CCDSReFormer: Traffic Flow Prediction with a Criss-Crossed Dual-Stream Enhanced Rectified Transformer Model
- URL: http://arxiv.org/abs/2403.17753v1
- Date: Tue, 26 Mar 2024 14:43:57 GMT
- Title: CCDSReFormer: Traffic Flow Prediction with a Criss-Crossed Dual-Stream Enhanced Rectified Transformer Model
- Authors: Zhiqi Shao, Michael G. H. Bell, Ze Wang, D. Glenn Geers, Xusheng Yao, Junbin Gao,
- Abstract summary: We introduce Criss-Crossed Dual-Stream Enhanced Rectified Transformer model (CCDSReFormer)
It includes three innovative modules: Enhanced Rectified Spatial Self-attention (ReSSA), Enhanced Rectified Delay Aware Self-attention (ReDASA) and Enhanced Rectified Temporal Self-attention (ReTSA)
These modules aim to lower computational needs via sparse attention, focus on local information for better traffic dynamics understanding, and merge spatial and temporal insights through a unique learning method.
- Score: 32.45713037210818
- License: http://arxiv.org/licenses/nonexclusive-distrib/1.0/
- Abstract: Accurate, and effective traffic forecasting is vital for smart traffic systems, crucial in urban traffic planning and management. Current Spatio-Temporal Transformer models, despite their prediction capabilities, struggle with balancing computational efficiency and accuracy, favoring global over local information, and handling spatial and temporal data separately, limiting insight into complex interactions.
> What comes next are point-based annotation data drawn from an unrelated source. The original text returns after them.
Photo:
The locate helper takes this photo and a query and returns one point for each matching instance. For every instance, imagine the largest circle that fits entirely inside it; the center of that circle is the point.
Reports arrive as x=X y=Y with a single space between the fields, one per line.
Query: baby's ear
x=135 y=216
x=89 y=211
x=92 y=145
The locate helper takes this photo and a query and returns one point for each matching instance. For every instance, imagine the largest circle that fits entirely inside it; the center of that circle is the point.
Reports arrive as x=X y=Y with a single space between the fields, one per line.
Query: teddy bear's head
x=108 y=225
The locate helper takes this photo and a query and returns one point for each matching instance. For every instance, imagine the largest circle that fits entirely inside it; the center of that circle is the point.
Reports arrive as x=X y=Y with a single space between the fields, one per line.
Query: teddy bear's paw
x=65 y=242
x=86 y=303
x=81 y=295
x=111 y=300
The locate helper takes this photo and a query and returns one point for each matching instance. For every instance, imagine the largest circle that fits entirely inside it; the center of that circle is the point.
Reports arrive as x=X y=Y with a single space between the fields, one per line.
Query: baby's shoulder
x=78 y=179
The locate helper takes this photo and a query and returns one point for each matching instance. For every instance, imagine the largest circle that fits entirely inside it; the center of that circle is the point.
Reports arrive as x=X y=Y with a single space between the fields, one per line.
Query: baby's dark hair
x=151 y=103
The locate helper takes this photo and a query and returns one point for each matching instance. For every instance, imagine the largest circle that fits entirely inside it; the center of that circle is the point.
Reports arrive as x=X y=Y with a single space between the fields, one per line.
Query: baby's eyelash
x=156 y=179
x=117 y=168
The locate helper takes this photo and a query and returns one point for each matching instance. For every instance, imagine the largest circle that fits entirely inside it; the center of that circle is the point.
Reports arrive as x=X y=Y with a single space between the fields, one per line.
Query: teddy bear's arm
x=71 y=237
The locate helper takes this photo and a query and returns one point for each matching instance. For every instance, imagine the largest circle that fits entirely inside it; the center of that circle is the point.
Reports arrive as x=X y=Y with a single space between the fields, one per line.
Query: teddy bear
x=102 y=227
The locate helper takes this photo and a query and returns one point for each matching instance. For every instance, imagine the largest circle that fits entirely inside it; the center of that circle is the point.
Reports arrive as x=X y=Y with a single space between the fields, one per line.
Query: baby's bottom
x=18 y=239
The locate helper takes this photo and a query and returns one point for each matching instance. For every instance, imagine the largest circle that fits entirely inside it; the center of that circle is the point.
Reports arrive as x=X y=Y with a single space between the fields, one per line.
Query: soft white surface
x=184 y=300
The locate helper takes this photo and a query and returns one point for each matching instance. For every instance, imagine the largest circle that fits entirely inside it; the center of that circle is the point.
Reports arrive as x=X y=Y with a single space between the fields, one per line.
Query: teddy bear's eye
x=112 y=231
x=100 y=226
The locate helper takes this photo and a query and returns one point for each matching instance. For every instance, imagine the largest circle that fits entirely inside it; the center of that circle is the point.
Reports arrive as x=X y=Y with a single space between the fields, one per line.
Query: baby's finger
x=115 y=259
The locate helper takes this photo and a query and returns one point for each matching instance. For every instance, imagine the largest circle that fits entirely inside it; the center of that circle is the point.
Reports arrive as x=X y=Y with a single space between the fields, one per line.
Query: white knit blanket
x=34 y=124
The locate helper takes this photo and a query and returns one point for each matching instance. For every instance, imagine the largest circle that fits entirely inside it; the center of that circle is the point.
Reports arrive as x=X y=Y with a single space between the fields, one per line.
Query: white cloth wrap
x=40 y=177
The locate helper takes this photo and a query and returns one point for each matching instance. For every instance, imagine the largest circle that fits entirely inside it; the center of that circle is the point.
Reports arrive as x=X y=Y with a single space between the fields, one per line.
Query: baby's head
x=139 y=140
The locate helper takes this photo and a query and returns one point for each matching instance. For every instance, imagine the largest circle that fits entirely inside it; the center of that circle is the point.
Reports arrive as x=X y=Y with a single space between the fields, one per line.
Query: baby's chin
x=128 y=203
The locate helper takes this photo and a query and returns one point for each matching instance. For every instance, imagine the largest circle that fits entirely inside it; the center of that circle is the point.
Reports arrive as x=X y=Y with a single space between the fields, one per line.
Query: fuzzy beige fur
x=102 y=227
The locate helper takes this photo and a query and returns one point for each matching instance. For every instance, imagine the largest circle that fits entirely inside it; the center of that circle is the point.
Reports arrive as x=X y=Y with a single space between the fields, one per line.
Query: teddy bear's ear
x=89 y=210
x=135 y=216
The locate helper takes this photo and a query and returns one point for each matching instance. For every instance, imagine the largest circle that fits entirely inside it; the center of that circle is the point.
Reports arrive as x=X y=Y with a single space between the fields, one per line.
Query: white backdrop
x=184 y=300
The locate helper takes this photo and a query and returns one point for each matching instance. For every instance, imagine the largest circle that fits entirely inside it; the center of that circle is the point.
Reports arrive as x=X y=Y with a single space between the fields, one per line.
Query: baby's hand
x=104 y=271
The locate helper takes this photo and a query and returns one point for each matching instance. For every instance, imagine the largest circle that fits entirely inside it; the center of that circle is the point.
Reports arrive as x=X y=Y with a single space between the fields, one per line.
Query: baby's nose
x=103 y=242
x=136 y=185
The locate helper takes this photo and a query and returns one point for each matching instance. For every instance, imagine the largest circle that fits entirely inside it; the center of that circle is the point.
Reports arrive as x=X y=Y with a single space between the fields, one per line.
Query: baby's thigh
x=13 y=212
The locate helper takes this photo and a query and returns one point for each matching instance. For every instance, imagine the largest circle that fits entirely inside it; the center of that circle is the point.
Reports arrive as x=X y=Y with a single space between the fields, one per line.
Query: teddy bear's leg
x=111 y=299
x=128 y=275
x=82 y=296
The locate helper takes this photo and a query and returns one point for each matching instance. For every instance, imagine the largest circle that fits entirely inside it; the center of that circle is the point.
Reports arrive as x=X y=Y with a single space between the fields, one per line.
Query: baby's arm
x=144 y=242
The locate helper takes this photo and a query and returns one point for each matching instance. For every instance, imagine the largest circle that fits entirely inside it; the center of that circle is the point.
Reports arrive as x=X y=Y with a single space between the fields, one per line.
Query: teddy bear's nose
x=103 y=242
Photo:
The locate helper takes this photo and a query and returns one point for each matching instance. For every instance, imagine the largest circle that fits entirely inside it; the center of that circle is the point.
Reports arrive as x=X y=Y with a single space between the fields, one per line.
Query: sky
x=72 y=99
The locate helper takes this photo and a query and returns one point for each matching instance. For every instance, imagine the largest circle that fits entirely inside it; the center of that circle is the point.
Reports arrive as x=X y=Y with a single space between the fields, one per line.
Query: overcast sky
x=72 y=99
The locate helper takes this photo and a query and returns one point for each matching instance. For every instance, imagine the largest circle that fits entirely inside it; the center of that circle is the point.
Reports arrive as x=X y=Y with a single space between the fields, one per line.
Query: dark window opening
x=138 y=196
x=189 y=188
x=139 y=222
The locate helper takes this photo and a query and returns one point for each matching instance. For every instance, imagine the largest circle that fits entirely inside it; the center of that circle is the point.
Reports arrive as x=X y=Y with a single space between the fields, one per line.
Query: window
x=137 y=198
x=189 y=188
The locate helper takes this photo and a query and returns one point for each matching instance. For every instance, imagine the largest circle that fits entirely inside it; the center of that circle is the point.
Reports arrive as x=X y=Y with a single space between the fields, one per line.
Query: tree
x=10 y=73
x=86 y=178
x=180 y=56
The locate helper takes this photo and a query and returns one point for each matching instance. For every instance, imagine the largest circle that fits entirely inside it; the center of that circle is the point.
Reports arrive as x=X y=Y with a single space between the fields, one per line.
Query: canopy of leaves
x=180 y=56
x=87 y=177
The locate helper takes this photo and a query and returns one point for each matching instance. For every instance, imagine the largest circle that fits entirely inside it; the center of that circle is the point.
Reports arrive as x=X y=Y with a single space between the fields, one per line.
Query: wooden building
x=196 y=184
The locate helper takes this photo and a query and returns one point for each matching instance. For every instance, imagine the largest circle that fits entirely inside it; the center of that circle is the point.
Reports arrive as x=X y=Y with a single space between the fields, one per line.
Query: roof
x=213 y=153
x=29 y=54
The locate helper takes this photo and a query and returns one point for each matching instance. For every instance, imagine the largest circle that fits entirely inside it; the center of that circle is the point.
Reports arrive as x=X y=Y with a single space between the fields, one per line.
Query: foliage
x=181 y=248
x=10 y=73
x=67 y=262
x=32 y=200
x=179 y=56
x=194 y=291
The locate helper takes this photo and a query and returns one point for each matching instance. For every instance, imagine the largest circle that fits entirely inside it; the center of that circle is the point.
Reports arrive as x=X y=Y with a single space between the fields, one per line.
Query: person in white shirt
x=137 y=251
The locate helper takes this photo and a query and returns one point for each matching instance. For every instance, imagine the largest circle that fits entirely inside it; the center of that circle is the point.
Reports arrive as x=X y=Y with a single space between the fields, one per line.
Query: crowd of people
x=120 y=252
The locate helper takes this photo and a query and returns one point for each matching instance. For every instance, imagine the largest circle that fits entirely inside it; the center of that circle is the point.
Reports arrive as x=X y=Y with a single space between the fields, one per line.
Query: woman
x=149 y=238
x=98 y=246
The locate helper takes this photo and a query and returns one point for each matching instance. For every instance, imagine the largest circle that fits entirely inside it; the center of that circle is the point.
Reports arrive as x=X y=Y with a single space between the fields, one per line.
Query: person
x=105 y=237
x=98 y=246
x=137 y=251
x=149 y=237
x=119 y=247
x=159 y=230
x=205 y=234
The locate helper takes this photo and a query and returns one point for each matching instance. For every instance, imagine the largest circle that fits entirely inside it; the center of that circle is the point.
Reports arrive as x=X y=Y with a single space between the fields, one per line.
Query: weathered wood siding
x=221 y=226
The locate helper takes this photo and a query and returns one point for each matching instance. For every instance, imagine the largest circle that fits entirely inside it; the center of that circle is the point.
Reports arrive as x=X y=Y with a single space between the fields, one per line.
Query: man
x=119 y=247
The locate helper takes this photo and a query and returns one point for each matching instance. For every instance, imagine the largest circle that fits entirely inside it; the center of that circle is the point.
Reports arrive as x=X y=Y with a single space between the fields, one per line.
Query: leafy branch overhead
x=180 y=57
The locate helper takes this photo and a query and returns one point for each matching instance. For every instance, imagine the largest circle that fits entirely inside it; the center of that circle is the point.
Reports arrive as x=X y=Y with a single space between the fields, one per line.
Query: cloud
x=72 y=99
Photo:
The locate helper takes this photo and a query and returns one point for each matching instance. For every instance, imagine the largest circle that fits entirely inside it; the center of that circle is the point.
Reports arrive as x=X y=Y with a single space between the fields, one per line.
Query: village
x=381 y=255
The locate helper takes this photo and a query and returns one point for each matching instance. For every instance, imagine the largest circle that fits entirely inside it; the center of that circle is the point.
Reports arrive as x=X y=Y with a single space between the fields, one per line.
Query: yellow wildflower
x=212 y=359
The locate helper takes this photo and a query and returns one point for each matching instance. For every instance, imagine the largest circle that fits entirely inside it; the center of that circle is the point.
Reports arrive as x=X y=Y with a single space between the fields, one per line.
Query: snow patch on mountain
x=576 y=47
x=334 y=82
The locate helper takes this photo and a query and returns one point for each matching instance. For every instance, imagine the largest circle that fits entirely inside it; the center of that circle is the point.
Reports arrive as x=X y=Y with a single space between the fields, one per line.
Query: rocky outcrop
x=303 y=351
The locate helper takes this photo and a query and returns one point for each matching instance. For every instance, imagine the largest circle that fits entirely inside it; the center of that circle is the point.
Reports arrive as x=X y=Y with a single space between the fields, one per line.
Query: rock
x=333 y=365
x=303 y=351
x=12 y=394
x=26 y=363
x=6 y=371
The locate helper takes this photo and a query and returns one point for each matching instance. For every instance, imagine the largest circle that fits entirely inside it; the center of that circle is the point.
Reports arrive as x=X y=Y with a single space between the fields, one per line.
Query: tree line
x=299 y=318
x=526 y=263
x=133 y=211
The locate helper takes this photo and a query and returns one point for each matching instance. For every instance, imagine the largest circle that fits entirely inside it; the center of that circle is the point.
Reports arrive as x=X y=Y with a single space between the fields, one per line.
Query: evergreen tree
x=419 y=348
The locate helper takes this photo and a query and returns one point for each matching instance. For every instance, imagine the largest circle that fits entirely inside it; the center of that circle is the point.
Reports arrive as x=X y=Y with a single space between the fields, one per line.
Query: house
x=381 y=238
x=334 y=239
We introduce the Criss-Crossed Dual-Stream Enhanced Rectified Transformer model (CCDSReFormer), which includes three innovative modules: Enhanced Rectified Spatial Self-attention (ReSSA), Enhanced Rectified Delay Aware Self-attention (ReDASA), and Enhanced Rectified Temporal Self-attention (ReTSA). These modules aim to lower computational needs via sparse attention, focus on local information for better traffic dynamics understanding, and merge spatial and temporal insights through a unique learning method. Extensive tests on six real-world datasets highlight CCDSReFormer's superior performance. An ablation study also confirms the significant impact of each component on the model's predictive accuracy, showcasing our model's ability to forecast traffic flow effectively.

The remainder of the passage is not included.